Il faut, en effet, être adepte de l’angélisme en politique pour croire que l’ex-rebelle Jean-Pierre Bemba, vice-président issu du Mouvement pour la libération du Congo (MLC), file le parfait amour avec son homologue de la mouvance présidentielle, Abdoulaye Yérodia N’dombasi, compagnon de Laurent-Désiré Kabila contre qui le MLC a pris les armes en 1998. Ou penser que le chef de l’État, Joseph Kabila, n’éprouve aucun ressentiment à l’égard d’Azarias Ruberwa, l’autre vice-président, tête de file du Rassemblement congolais pour la démocratie (RCD), organisation armée qui a occupé l’est du pays d’août 1998 à juin 2003 et qui reste perçue à Kinshasa comme l’alliée du Rwanda contre la RDC.
Comment le très éloquent avocat Ruberwa peut-il se comprendre avec le très abstrait psychanalyste Yérodia, ce « disciple de Lacan amateur de phrases obscures » ? Est-il possible de rapprocher le distant fonctionnaire international que fut Arthur Z’ahidi Ngoma du redoutable homme d’affaires Jean-Pierre Bemba ? La cohabitation d’adversaires politiques qui s’opposaient par les armes il y a moins de deux ans n’est pas aisée. Pour donner des chances de survie à une transition fragile, les acteurs de l’« espace présidentiel » y vont avec délicatesse, comme s’ils maniaient un verre de cristal.
Abdoulaye Yérodia décrit ainsi l’atmosphère qui y règne : « Dès que nous regardons notre vis-à-vis d’un oeil qui ne lui plaît pas, il menace de retourner d’où il est venu. Nous le tapons amicalement à l’épaule pour le calmer. Le lendemain, nous oublions par mégarde de lui dire bonjour. Il boude. Il faut à nouveau l’amadouer pour l’empêcher de retourner au Kivu ou dans l’Équateur. »

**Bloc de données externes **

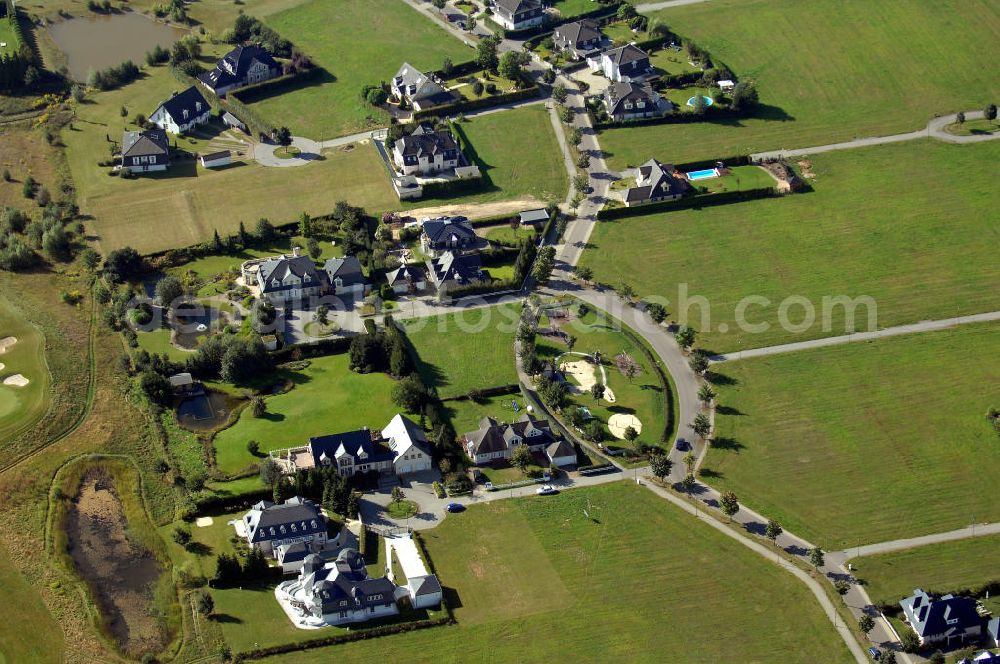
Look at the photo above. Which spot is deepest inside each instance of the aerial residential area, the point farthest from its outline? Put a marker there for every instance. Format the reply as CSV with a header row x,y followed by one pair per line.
x,y
500,331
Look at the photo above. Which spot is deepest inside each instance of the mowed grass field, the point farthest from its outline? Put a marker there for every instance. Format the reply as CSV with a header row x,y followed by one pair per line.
x,y
20,407
471,349
361,42
864,442
945,567
910,225
829,70
327,398
537,581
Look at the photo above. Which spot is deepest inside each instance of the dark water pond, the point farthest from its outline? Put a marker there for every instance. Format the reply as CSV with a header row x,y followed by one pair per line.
x,y
206,411
98,42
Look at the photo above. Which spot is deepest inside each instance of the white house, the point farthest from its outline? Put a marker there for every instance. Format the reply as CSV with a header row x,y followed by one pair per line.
x,y
182,112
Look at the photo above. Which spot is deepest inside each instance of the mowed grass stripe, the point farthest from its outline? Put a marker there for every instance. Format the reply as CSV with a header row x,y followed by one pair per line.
x,y
864,442
909,225
831,70
642,582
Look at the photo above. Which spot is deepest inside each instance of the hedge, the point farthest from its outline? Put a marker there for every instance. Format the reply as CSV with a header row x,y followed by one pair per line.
x,y
708,200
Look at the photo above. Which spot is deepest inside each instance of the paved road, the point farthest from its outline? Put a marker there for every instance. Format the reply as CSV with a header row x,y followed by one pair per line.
x,y
934,129
923,326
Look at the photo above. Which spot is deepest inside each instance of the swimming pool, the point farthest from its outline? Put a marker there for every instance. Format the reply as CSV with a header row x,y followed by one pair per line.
x,y
703,174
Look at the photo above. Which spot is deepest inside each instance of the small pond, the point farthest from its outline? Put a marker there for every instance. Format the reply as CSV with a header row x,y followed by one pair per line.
x,y
98,42
205,411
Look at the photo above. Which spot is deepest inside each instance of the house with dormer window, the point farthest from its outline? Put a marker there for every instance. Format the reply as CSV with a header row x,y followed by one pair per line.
x,y
268,526
182,112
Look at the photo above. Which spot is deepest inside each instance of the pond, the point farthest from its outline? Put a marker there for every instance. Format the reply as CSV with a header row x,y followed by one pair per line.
x,y
98,42
206,411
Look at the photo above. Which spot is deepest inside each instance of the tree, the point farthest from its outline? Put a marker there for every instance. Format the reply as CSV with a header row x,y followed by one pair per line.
x,y
521,458
661,465
685,337
169,289
510,66
701,424
773,530
729,504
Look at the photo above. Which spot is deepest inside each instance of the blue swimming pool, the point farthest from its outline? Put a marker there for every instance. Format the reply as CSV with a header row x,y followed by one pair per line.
x,y
703,174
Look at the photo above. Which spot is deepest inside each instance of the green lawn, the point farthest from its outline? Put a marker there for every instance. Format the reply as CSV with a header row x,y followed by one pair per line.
x,y
642,396
20,407
472,349
872,227
865,442
327,398
537,581
936,568
828,71
361,43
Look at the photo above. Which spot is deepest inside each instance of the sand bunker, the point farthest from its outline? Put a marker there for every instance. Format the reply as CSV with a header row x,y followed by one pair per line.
x,y
17,380
620,421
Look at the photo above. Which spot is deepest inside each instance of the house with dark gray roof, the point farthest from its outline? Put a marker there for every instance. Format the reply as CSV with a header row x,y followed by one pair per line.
x,y
182,112
450,270
421,90
427,151
656,182
518,14
623,63
144,151
285,279
267,526
345,276
337,592
946,621
242,66
628,100
452,234
580,39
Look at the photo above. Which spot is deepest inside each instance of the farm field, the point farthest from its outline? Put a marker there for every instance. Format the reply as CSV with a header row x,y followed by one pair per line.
x,y
827,71
642,396
359,45
531,602
20,407
871,228
945,567
471,349
865,442
327,398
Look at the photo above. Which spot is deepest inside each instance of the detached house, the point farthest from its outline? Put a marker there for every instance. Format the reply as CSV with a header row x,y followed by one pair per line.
x,y
581,39
427,151
624,63
144,151
627,100
495,441
947,621
182,112
268,526
518,14
421,90
285,279
242,66
656,182
453,234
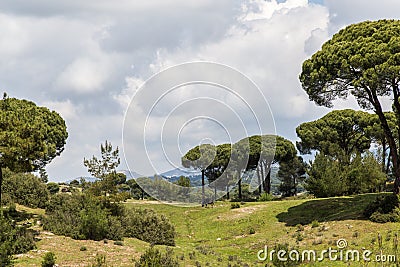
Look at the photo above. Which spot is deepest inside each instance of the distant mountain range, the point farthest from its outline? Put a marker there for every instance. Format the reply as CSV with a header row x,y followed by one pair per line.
x,y
174,174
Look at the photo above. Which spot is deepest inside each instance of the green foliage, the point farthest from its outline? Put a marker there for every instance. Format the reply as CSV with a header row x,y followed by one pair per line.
x,y
82,216
153,257
266,197
13,240
118,243
146,225
235,205
362,60
279,263
384,209
25,189
53,187
328,177
135,190
183,181
105,170
107,164
339,134
290,173
385,217
99,261
314,224
30,136
49,260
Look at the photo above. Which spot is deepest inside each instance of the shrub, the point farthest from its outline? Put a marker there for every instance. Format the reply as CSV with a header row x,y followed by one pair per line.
x,y
279,263
53,187
153,257
384,217
25,189
13,240
384,209
99,261
235,205
118,243
146,225
49,260
252,231
87,217
82,217
314,224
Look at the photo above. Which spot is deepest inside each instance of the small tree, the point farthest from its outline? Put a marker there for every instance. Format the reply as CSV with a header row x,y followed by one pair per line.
x,y
290,172
200,158
105,168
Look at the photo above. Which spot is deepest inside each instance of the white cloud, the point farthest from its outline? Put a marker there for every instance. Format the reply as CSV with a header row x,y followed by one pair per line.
x,y
84,75
66,108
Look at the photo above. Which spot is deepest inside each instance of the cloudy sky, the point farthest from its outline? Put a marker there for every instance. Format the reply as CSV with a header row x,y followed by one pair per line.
x,y
87,59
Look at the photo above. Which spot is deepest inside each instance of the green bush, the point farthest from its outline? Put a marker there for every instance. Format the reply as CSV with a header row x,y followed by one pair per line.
x,y
235,205
314,224
13,240
25,189
49,260
148,226
118,243
384,209
87,217
99,261
53,187
279,263
153,257
82,217
266,197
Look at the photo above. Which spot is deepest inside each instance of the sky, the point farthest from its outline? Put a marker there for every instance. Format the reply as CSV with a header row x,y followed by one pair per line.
x,y
90,60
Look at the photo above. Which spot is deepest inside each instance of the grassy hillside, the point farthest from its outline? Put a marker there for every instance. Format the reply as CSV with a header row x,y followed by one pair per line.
x,y
222,236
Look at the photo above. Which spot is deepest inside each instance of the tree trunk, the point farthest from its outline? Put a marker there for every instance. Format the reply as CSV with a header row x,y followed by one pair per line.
x,y
202,188
294,186
383,154
388,133
388,164
268,182
1,186
259,180
262,175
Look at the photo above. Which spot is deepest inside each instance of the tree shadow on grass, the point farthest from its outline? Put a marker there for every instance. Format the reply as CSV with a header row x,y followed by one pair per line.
x,y
327,209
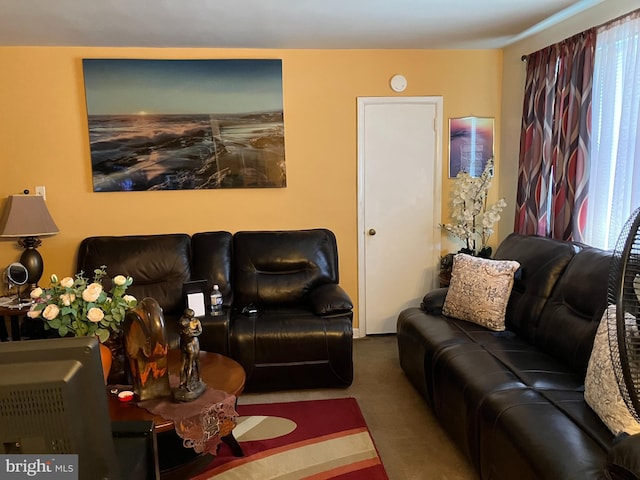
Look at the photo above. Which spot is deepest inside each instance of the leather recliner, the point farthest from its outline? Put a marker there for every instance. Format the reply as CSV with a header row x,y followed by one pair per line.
x,y
301,333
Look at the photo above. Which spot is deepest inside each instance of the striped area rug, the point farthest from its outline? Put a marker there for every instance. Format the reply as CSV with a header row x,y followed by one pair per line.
x,y
313,440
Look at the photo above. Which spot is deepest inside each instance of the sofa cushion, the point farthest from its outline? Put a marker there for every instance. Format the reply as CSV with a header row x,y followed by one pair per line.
x,y
282,267
159,264
542,262
529,434
601,389
212,258
479,290
570,318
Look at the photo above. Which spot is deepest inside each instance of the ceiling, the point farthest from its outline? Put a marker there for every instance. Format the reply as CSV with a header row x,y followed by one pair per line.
x,y
279,24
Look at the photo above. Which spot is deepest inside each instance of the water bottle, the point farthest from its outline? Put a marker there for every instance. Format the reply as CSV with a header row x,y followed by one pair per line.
x,y
216,301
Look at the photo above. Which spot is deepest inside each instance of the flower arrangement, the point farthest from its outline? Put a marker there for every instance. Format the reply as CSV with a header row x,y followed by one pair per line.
x,y
75,306
472,221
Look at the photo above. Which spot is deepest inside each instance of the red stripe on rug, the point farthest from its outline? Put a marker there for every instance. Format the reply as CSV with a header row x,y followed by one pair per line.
x,y
317,421
285,448
356,467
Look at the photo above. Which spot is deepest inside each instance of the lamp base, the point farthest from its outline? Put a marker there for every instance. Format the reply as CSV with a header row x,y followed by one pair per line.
x,y
32,260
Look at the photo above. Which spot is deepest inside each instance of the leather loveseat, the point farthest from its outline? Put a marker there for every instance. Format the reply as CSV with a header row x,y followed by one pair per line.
x,y
301,333
513,401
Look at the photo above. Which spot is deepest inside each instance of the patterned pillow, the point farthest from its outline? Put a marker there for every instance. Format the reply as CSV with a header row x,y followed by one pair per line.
x,y
479,290
601,389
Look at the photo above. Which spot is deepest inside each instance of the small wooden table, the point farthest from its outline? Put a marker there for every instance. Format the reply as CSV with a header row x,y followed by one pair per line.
x,y
14,315
217,371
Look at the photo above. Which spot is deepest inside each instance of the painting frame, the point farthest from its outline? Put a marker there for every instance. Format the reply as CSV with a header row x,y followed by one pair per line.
x,y
471,144
185,124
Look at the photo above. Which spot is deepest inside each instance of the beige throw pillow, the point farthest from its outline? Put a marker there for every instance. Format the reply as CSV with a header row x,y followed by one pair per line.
x,y
601,389
479,290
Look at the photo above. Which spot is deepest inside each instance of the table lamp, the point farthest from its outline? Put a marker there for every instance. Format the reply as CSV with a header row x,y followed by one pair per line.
x,y
26,217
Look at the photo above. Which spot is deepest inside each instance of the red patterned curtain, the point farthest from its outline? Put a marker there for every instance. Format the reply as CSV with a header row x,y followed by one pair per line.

À ces susceptibilités s’ajoutent les conflits de compétence et de préséance entre les quatre hommes. Le chef de l’État, Joseph Kabila, a dû plusieurs fois les disqualifier tous et recourir au président de l’Assemblée nationale, Olivier Kamitatu, pour le représenter à des manifestations officielles. « L’espace présidentiel » réussit toutefois à sauver les apparences et à tenir un discours officiel homogène. Chacun des cinq assure avoir de bons rapports avec les autres et travailler en bonne intelligence avec chacun. Même s’ils s’entendent en réalité sur presque rien, si ce n’est de la nécessité de tenir secret leur salaire mensuel (7 500 dollars pour les vice-présidents et 10 000 dollars pour le président) et les « fonds politiques » qui leur sont versés par le Trésor public (25 000 dollars par mois).
Dans la pratique, chaque vice-président s’occupe d’un domaine bien précis de la vie de l’État : Azarias Ruberwa chargé de la commission Défense et Sécurité coiffe tous les ministères « régaliens » : Défense, Sécurité, Justice, Administration du territoire… À la tête de la commission Économie et Finances, Jean-Pierre Bemba chapeaute les départements du même nom, ainsi que d’autres services, comme celui des Transports. Une fois par semaine, chaque vice-président réunit les ministres relevant de sa commission, coordonne leurs actions et en rend compte au cours de la réunion hebdomadaire des membres de l’espace présidentiel, puis en Conseil des ministres.
En dehors de cette rencontre hebdomadaire, le chef de l’État et ses quatre adjoints se réunissent à tout moment pour examiner « les questions sensibles ou urgentes ». Les principes de travail du groupe 1 + 4 sont fixés par les accords de Pretoria et de Sun City. Des principes qui les conduisent à privilégier le consensus… et à respecter un pacte tacite de non-agression.